# Monster Cable 400 Series Heavy Duty Firewall Grommet / Bulkhead



## onebadmonte (Sep 4, 2008)

I'm in the works of a 3k Watt build. This a first for me. I've been scouring the net for the best 

deals on the parts required for such a build. Some of those deals have been once in a life time deals, 

but every once and a while there is one that I can share. This is one of those. It's hard to imagine 

Monster Cable products and good deal in the same sentence, but it's true. Normally one is left to his 

own devices when passing 1/0 gauge cable through sheet metal. I picked these up from Amazon.com

My link

I really couldn't find any dimensional info on them, so I took a gamble in hopes they'd work with my 

1/0 radaflex welding cable. Luckily they sinched down on my cable no problem.  They advertise 

corrosion resistant, which means plastic. I'd avoid putting them any closer than 8 inches to any 

exhaust components. Here are some pics.





































To be continued.


----------



## onebadmonte (Sep 4, 2008)

Part duex









Fully compressed the inside diameter measured .570" at the smallest diameter and .620 at the largest 

diameter.









Overall length was about 1.650" give or take. 

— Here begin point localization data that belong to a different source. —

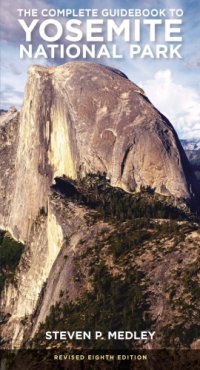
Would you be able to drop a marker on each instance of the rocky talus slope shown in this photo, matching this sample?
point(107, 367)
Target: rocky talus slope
point(78, 119)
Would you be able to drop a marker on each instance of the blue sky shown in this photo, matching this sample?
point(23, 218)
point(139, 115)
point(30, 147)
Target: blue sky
point(173, 85)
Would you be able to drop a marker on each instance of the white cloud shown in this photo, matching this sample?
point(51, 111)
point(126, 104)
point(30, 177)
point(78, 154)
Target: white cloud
point(178, 103)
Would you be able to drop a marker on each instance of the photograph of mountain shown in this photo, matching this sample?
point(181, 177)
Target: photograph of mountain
point(99, 185)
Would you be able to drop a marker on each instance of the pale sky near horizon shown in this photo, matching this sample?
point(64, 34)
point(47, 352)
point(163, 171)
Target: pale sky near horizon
point(173, 85)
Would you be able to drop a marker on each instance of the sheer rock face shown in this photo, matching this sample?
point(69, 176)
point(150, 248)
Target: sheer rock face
point(83, 117)
point(76, 118)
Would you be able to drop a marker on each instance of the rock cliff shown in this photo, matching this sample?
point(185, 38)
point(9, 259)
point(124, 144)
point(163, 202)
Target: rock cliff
point(76, 119)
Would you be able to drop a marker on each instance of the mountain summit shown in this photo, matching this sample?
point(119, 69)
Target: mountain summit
point(78, 120)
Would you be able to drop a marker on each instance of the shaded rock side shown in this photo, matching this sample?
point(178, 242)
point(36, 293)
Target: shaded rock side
point(83, 117)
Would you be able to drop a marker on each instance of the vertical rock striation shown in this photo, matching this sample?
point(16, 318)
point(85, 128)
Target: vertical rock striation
point(76, 119)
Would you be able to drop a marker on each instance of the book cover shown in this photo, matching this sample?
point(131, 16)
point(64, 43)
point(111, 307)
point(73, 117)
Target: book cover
point(99, 185)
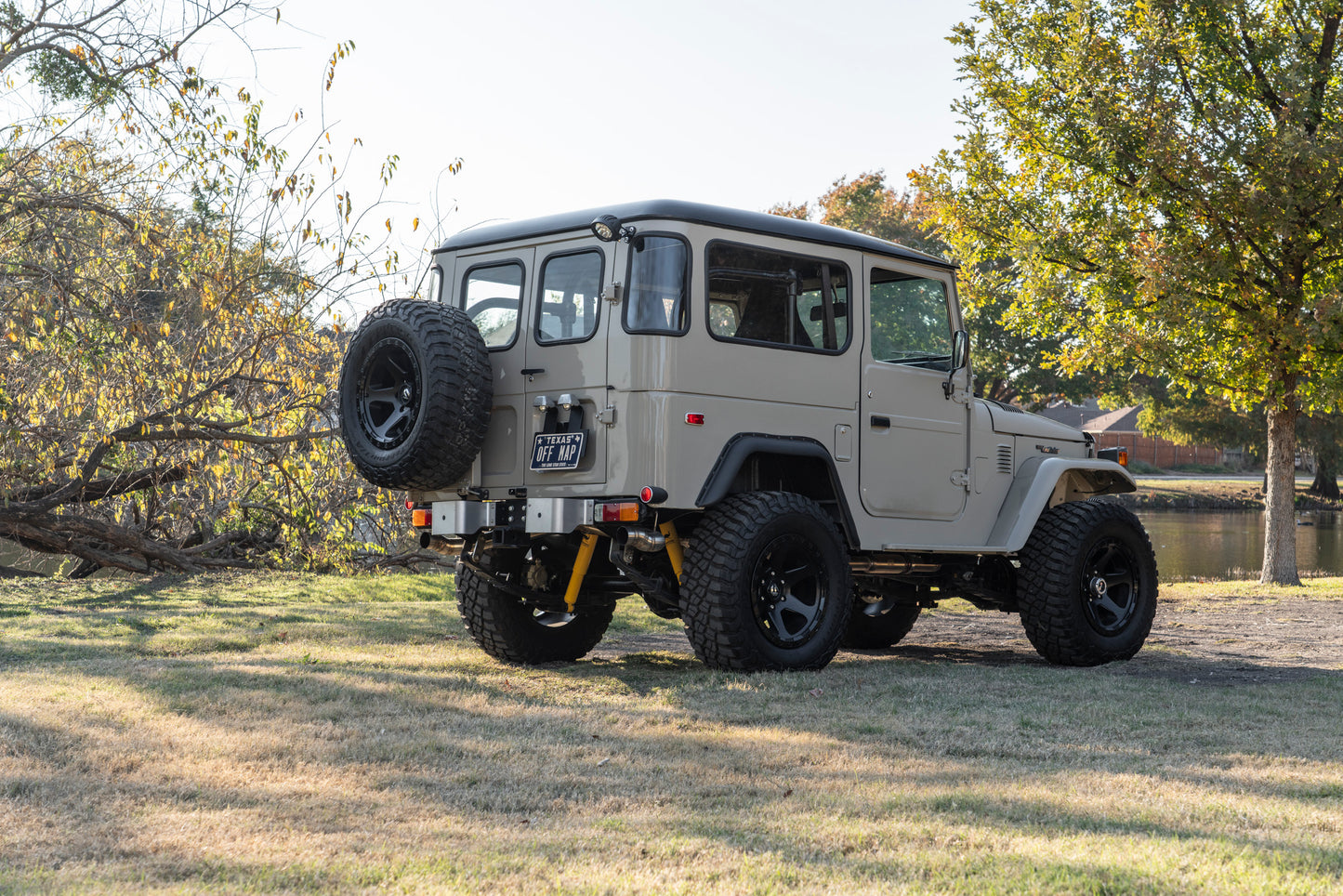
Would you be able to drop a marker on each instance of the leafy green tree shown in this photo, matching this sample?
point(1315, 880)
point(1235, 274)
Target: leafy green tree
point(1165, 178)
point(1010, 364)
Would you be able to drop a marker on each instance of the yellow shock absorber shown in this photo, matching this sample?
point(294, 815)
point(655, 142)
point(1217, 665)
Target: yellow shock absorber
point(673, 547)
point(580, 564)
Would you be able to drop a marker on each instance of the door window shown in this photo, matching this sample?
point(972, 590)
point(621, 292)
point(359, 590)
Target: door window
point(571, 297)
point(491, 297)
point(760, 296)
point(658, 277)
point(909, 320)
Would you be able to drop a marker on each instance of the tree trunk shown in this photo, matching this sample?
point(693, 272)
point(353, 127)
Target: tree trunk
point(1280, 496)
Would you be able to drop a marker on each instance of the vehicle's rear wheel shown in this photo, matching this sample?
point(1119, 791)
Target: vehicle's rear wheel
point(510, 630)
point(766, 585)
point(415, 395)
point(1086, 586)
point(880, 624)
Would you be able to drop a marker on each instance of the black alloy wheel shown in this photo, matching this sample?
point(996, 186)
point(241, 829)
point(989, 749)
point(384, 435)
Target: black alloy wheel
point(1086, 585)
point(1110, 586)
point(790, 591)
point(388, 392)
point(766, 585)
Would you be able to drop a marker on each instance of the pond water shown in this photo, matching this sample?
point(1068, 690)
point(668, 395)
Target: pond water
point(1216, 545)
point(1225, 545)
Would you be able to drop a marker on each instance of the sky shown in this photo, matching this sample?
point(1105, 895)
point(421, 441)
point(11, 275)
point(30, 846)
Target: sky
point(556, 106)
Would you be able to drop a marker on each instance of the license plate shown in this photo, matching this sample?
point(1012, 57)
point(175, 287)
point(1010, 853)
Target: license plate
point(558, 450)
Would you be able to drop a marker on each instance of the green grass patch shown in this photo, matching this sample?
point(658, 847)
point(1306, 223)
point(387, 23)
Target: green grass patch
point(311, 733)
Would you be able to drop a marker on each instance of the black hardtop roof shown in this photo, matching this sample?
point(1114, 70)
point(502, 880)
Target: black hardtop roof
point(750, 222)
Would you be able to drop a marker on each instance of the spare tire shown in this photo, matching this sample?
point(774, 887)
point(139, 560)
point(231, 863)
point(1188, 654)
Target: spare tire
point(415, 395)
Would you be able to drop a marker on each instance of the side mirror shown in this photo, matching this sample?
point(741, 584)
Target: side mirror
point(959, 361)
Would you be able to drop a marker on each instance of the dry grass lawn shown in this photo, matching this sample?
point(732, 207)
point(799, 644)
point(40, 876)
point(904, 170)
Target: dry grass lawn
point(302, 733)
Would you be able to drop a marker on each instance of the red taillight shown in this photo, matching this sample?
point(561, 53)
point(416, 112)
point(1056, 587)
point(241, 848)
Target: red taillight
point(622, 512)
point(652, 494)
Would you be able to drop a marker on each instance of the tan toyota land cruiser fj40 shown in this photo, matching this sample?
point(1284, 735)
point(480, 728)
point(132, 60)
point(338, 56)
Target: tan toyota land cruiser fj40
point(759, 425)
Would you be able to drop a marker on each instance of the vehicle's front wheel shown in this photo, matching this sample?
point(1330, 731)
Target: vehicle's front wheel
point(510, 630)
point(1086, 586)
point(766, 585)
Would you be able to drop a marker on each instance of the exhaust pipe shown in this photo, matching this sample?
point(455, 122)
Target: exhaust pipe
point(645, 540)
point(889, 564)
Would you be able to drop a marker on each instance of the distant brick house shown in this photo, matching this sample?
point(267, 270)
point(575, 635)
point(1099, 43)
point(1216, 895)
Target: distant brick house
point(1119, 428)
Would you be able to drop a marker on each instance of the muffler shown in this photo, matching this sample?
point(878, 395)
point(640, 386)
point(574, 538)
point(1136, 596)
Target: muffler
point(645, 540)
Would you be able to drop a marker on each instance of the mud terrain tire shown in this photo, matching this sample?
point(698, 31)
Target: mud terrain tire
point(512, 632)
point(415, 395)
point(1086, 586)
point(766, 585)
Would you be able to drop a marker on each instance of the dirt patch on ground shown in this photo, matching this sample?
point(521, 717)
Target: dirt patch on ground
point(1215, 641)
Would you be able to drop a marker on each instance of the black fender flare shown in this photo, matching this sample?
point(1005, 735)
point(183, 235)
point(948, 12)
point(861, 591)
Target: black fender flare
point(743, 446)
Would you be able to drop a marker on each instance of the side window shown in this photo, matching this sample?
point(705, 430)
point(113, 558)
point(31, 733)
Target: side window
point(571, 297)
point(491, 297)
point(760, 296)
point(909, 323)
point(658, 276)
point(434, 283)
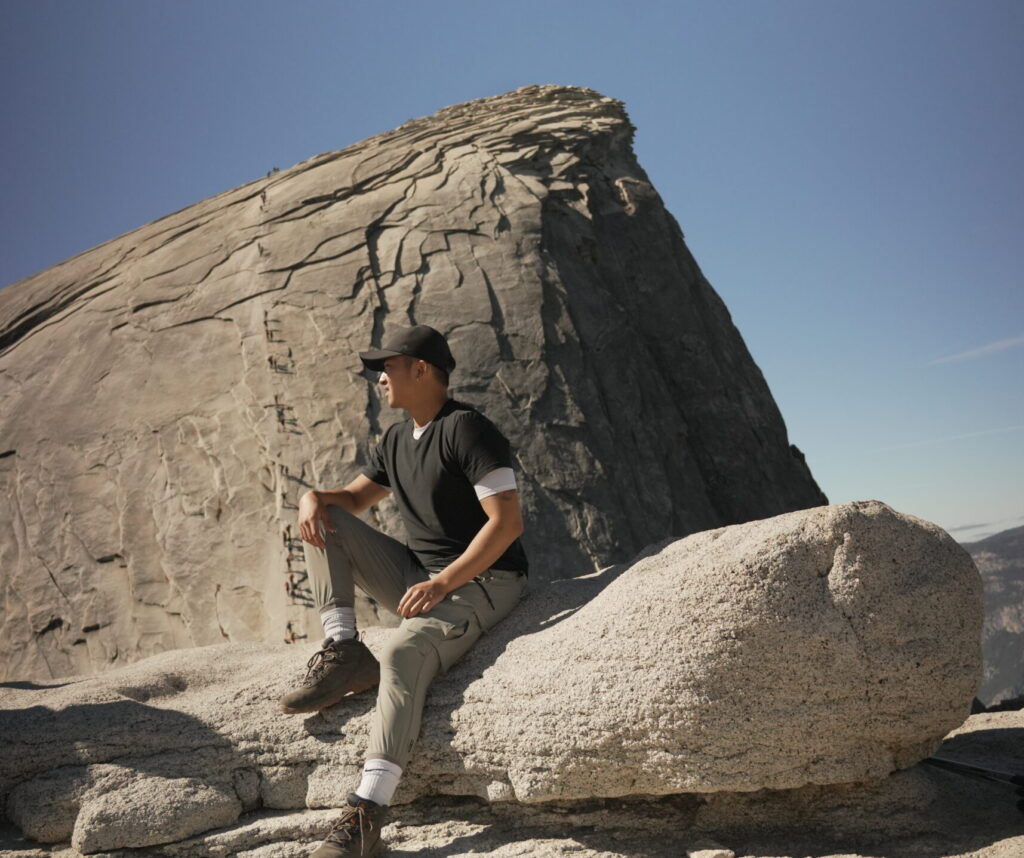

For the through hole I recommend a 1" hole saw. A little filing might be required.









The hex on the main body is just over 1.250"









Max diameter through the main body is .750"









The compression nut measured just over 1.250" like the main body.









The through hole on the compression nut measured .725" a bit smaller than the through hole on the main 

body. Looks like there is enough material on it that you could file some off if you needed it to be a 

bit bigger.

Here is some info not pictured.

Jam Nut Dims: Thickness .270" Hex Size across the flats 1.387"

Max panel thickness this item can be used on is .250"

Thanks for looking.


----------



## jimbno1 (Apr 14, 2008)

So you get two per package huh. I think the Streetwire versions at PE are singles. Maybe someone can confirm.


----------



## alachua (Jun 30, 2008)

jimbno1 said:


> So you get two per package huh. I think the Streetwire versions at PE are singles. Maybe someone can confirm.


The streetwires from PE are indeed singles.


----------



## red03vette (Sep 3, 2007)

i used one (don't remember the brand but it's identical) in my install and it worked like a charm. i also used welding cable, cheaper and the outer casing seems plenty tough.


----------



## tinctorus (Oct 5, 2009)

That is a good deal considering most other ones offerec only offer/come with one grimmet instead of 2 like the monster cable one making it and even BETTER deal IMHO


----------